Ooty Pykara selected for Neutrino Observatory Research

Atomic Energy Commission Chairman Anil Kakodkar called on Chief Minister M. Karunanidhi on last week to discuss the setting up of a neutrino observatory in the State.
“I came here to seek the consent and approval [from the Chief Minister] for [setting up] the India-based Neutrino Observatory,” Mr. Kakodkar told reporters after the meeting.
Members of the high energy and nuclear physics community in India have been discussing, at least since 2000, the setting up of the India-based Neutrino Observatory (INO) to study atmospheric neutrinos.

Neutrinos are naturally occurring particles, There is worldwide interest in this field

According to the INO website, hosted by the Institute of Mathematical Sciences, Chennai, the observatory is a pure-science underground laboratory. “Its primary goal is to study the properties and interactions of weakly interacting, naturally occurring particles called neutrinos. There is a worldwide interest in this field due to its implications for several diverse and allied fields such as particle physics, cosmology and the origin of the universe, energy production mechanisms in the sun and other stars.”

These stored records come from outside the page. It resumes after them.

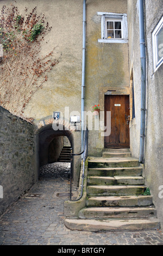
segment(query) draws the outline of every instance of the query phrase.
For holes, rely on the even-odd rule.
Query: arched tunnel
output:
[[[60,153],[64,147],[67,146],[70,149],[73,148],[72,133],[70,130],[65,130],[64,126],[62,127],[62,129],[55,131],[53,129],[52,124],[50,124],[43,126],[37,132],[38,139],[37,165],[39,169],[38,176],[40,175],[40,172],[43,166],[47,164],[52,164],[58,162]],[[67,165],[65,162],[65,164],[62,163],[63,168],[67,168]],[[61,165],[61,162],[60,164]],[[69,166],[70,167],[70,161]],[[53,167],[51,168],[51,169]],[[49,173],[49,174],[51,174]]]

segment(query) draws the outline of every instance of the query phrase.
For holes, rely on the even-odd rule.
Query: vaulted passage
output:
[[[49,124],[39,130],[38,139],[39,178],[69,178],[70,150],[73,146],[71,132],[54,131]]]

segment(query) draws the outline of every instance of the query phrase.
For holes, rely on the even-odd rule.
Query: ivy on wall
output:
[[[0,105],[23,116],[32,95],[42,87],[48,73],[59,62],[53,57],[54,48],[43,57],[41,54],[42,42],[52,27],[46,22],[45,15],[37,15],[36,7],[32,11],[26,8],[23,15],[17,7],[4,5],[0,19],[0,44],[3,49]]]

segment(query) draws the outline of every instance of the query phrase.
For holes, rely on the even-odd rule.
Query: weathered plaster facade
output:
[[[144,175],[153,196],[158,217],[162,225],[163,200],[159,196],[163,184],[162,64],[154,72],[152,33],[162,16],[162,1],[145,1],[146,46],[146,126]],[[139,46],[139,5],[137,0],[128,1],[130,75],[134,78],[135,118],[130,121],[130,149],[139,157],[140,127],[141,65]]]
[[[31,97],[23,109],[26,118],[34,123],[52,117],[53,111],[63,113],[69,107],[70,115],[81,113],[81,84],[83,40],[83,0],[1,1],[0,7],[16,5],[20,14],[24,8],[37,7],[37,13],[44,14],[52,26],[42,45],[40,54],[48,53],[54,47],[54,54],[59,63],[49,75],[42,89]],[[101,16],[97,12],[127,14],[126,0],[86,1],[85,111],[100,104],[104,111],[104,94],[129,94],[128,46],[127,43],[98,42],[101,38]],[[68,121],[69,120],[67,120]],[[94,119],[93,118],[93,122]],[[104,137],[101,132],[89,131],[89,154],[101,155]],[[74,151],[80,150],[80,132],[74,132]]]

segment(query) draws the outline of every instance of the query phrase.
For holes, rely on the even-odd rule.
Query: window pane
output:
[[[159,61],[163,57],[163,27],[157,35],[158,40],[158,58]]]
[[[107,38],[110,37],[114,38],[114,30],[108,30],[107,31]]]
[[[115,29],[121,29],[121,21],[115,22]]]
[[[115,31],[115,38],[122,38],[121,30]]]
[[[107,29],[114,29],[113,21],[107,21]]]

The commission has chosen a spot in The Nilgiris, because some infrastructure (tunnels) is already there. It is two km from the Pykara TNEB camp and 1300 metres beneath the mountain named INO Peak (2207 m).

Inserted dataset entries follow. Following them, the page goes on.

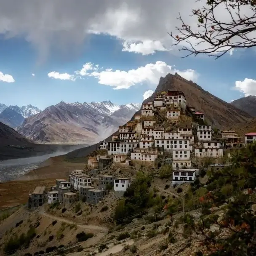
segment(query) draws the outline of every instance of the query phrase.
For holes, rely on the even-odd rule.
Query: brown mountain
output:
[[[248,114],[211,94],[197,84],[186,80],[177,73],[174,75],[169,74],[165,77],[161,77],[154,93],[142,104],[152,101],[157,92],[168,90],[183,91],[188,104],[204,113],[207,118],[218,128],[229,127],[239,123],[245,125],[246,122],[253,120],[253,117]],[[139,110],[136,114],[140,112]],[[106,139],[107,141],[110,138]],[[87,155],[95,150],[97,145],[99,145],[95,144],[86,148],[78,149],[66,156],[67,158],[72,158]]]
[[[0,161],[42,155],[59,151],[69,152],[82,147],[36,144],[0,122]]]
[[[168,74],[165,77],[161,77],[154,93],[143,103],[152,101],[157,92],[168,90],[183,92],[187,104],[203,113],[207,120],[218,128],[246,123],[253,118],[249,114],[213,95],[196,83],[186,80],[177,73]]]
[[[248,113],[253,117],[256,117],[256,96],[249,95],[236,99],[230,104],[238,109]]]

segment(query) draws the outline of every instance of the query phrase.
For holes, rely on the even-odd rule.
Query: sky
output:
[[[181,58],[172,46],[179,12],[196,27],[189,14],[202,4],[0,0],[0,103],[43,110],[61,101],[141,102],[176,72],[228,102],[256,95],[255,49]]]

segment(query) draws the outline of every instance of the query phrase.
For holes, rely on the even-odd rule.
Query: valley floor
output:
[[[56,179],[67,178],[72,171],[84,168],[83,158],[72,161],[62,156],[52,157],[17,180],[0,183],[0,210],[27,203],[29,193],[37,186],[54,186]]]

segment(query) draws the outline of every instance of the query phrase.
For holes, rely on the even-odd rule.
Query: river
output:
[[[74,150],[74,149],[73,149]],[[43,155],[26,158],[0,161],[0,181],[13,180],[30,171],[37,168],[39,165],[49,157],[65,155],[69,151],[59,151]]]

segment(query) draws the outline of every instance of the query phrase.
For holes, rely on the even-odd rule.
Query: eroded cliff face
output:
[[[248,113],[216,97],[196,83],[186,80],[177,73],[168,74],[164,77],[160,77],[154,93],[143,104],[152,101],[157,92],[168,90],[183,92],[187,98],[187,105],[203,113],[207,119],[218,128],[229,127],[239,123],[245,123],[253,118]]]

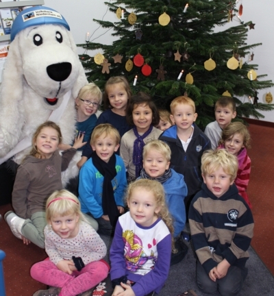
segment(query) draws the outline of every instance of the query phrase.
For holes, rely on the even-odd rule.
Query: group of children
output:
[[[45,247],[49,259],[32,267],[34,279],[51,286],[34,295],[90,295],[110,269],[99,234],[114,236],[110,295],[158,293],[187,219],[199,288],[237,295],[247,274],[253,221],[246,193],[250,136],[244,125],[231,123],[233,99],[217,101],[216,121],[203,133],[189,97],[173,99],[169,114],[145,93],[132,95],[125,77],[111,77],[106,110],[97,119],[101,97],[95,84],[86,86],[75,102],[74,143],[62,143],[59,127],[48,121],[18,169],[15,213],[5,219],[16,237]],[[77,197],[61,182],[77,149]]]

According to the website, the State government has given in-principle approval for locating the project at Singara near Masinagudi, pending statutory clearance. The project has been given environmental clearance by the Union Ministry of Environment and Forests.

Surveys have been going on “for a while” at the site, sources said. The AEC chairman met the Chief Minister to formally seek his consent. The facility will be located in the Nilgiris Biosphere Reserve.
At the meeting, the Chief Minister was briefed about the need for the facility and its importance to the country and the scientific community.

Appreciating the need for the project, Mr. Karunanidhi felt that people living around the forest should be taken into confidence and made aware of the purpose of the project. Their consent was what mattered most.